Your more aerodynamic on the hoods with your elbows tucked in than you are on the drops.


----------



## Salty seadog (20 Sep 2017)

Afnug said:


> Your more aerodynamic on the hoods with your elbows tucked in than you are on the drops.



As long as your forearms are parallel to the ground.


----------



## Milkfloat (20 Sep 2017)

Tin Pot said:


> That's probably it then - rather than get into an argument here, have a Google around for what need drops are designed to meet, and look at the kind of riding you do on a fixed gear bike. The two don't match, and that's all there is to it.



I am another one lost by this - I use the drops on my fixed gear pretty much every ride.


----------



## Tin Pot (20 Sep 2017)

Milkfloat said:


> I am another one lost by this - I use the drops on my fixed gear pretty much every ride.



I didn't say that you couldn't?

This is one of those topics where the engineering is clear, but everyone else gets very upset for non-engineering reasons.

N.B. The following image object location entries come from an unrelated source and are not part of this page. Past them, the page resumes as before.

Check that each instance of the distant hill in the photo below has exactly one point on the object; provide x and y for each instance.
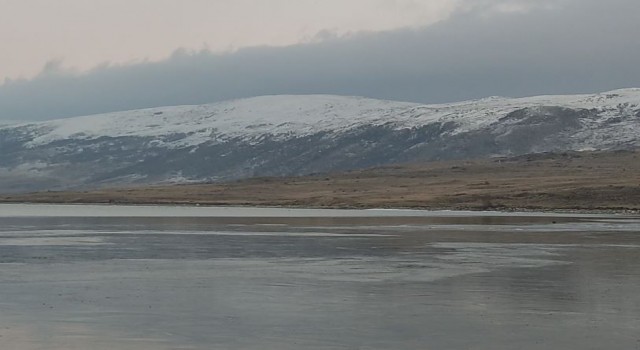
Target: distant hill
(298, 135)
(549, 181)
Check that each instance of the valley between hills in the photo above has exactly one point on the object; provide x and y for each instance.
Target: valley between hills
(607, 181)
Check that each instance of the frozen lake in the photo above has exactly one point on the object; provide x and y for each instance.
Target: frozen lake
(111, 277)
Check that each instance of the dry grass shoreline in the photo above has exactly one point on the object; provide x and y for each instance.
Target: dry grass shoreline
(572, 181)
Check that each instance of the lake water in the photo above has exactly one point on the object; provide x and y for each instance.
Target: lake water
(112, 277)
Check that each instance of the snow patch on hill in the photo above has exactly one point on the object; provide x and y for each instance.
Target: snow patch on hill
(299, 115)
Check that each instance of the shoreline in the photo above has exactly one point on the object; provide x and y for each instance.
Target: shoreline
(501, 210)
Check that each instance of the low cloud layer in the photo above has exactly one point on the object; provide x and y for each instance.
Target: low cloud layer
(508, 48)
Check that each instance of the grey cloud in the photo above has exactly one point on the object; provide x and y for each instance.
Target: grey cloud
(580, 46)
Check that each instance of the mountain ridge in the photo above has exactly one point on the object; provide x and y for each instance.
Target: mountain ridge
(302, 134)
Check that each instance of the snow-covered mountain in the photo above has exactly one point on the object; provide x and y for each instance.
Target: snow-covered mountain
(292, 135)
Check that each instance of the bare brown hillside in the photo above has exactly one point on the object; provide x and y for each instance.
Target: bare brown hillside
(576, 180)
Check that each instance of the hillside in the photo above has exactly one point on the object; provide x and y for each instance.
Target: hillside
(575, 180)
(300, 135)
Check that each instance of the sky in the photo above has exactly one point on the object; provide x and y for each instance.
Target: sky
(66, 58)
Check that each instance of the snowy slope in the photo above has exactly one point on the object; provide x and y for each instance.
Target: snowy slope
(288, 116)
(288, 135)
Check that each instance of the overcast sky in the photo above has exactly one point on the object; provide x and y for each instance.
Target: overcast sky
(73, 57)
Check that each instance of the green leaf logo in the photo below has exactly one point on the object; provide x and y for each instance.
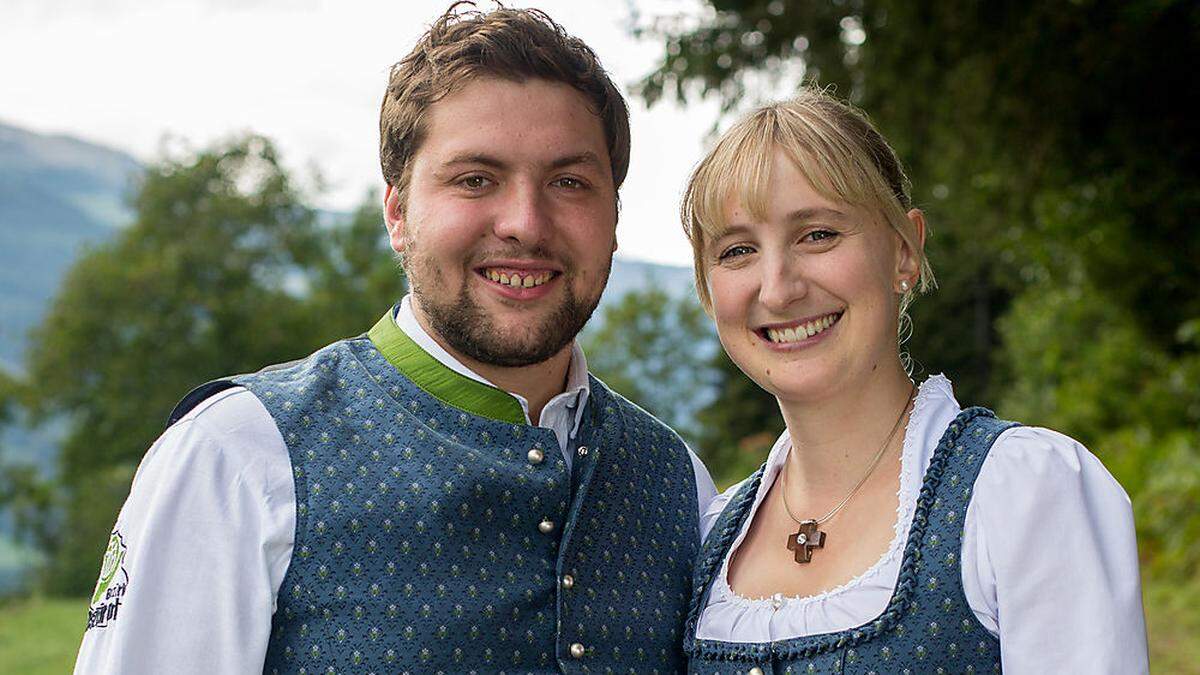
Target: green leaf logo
(113, 557)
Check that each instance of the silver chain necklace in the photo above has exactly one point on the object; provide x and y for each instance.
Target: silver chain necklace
(809, 536)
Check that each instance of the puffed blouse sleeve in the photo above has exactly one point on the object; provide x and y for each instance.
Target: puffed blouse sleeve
(1049, 550)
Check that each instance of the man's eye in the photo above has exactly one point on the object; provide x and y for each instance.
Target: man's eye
(474, 181)
(570, 183)
(735, 251)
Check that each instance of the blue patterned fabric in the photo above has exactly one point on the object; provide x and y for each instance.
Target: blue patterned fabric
(430, 539)
(928, 625)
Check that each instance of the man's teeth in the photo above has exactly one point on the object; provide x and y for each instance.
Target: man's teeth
(802, 332)
(519, 280)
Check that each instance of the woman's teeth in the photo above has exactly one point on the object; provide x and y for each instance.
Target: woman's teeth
(517, 280)
(802, 332)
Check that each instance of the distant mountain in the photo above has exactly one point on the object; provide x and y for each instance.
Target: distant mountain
(57, 195)
(60, 193)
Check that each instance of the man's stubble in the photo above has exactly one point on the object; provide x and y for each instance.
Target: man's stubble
(461, 321)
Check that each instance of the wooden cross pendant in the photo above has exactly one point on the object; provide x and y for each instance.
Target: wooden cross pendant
(807, 538)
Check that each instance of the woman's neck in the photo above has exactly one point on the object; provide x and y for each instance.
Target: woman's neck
(835, 437)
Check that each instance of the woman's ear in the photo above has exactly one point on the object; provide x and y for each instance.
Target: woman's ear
(909, 256)
(394, 219)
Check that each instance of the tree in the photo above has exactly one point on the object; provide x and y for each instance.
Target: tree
(1001, 112)
(1049, 148)
(225, 270)
(653, 348)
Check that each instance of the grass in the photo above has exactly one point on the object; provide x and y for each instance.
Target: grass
(1173, 620)
(41, 635)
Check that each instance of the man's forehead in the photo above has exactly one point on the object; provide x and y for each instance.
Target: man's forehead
(491, 115)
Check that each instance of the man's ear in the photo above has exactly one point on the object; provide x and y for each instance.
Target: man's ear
(907, 257)
(394, 217)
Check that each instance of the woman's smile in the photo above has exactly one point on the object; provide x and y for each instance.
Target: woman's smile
(799, 334)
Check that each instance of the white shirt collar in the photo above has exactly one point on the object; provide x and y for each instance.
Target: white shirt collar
(574, 396)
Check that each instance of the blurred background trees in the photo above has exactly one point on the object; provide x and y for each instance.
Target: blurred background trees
(1053, 153)
(1050, 145)
(223, 270)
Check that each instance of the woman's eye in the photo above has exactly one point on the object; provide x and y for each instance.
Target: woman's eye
(735, 252)
(819, 236)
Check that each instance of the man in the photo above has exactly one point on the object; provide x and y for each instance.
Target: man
(450, 491)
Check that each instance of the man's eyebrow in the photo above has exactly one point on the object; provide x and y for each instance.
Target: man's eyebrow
(586, 157)
(473, 159)
(815, 213)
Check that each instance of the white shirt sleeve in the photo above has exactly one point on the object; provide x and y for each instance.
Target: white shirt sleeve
(1050, 559)
(202, 545)
(706, 490)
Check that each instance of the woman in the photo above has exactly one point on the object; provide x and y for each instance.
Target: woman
(889, 530)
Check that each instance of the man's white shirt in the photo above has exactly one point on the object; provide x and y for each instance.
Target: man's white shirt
(205, 536)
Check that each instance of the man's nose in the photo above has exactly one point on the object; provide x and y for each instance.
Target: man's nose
(783, 284)
(525, 215)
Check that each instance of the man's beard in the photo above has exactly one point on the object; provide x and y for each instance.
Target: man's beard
(471, 330)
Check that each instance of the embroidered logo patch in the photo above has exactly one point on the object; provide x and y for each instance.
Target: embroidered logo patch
(106, 599)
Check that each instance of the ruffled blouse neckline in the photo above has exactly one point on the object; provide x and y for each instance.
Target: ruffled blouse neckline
(867, 595)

Do what though wilst, but there is no need for drops on a fixie. I like French cuffs on my shirts, but I'm not going to tell anyone they're needed.


----------



## dave r (20 Sep 2017)

Tin Pot said:


> I didn't say that you couldn't?
> 
> This is one of those topics where the engineering is clear, but everyone else gets very upset for non-engineering reasons. Do what though wilst, but there is no need for drops on a fixie. I like French cuffs on my shirts, but I'm not going to tell anyone they're needed.



Yes, we know what you think, but you haven't explained why? And whats this engineering? I haven't seen it.


----------



## Alan O (20 Sep 2017)

Tin Pot said:


> I didn't say that you couldn't?
> 
> This is one of those topics where the engineering is clear, but everyone else gets very upset for non-engineering reasons. Do what though wilst, but there is no need for drops on a fixie. I like French cuffs on my shirts, but I'm not going to tell anyone they're needed.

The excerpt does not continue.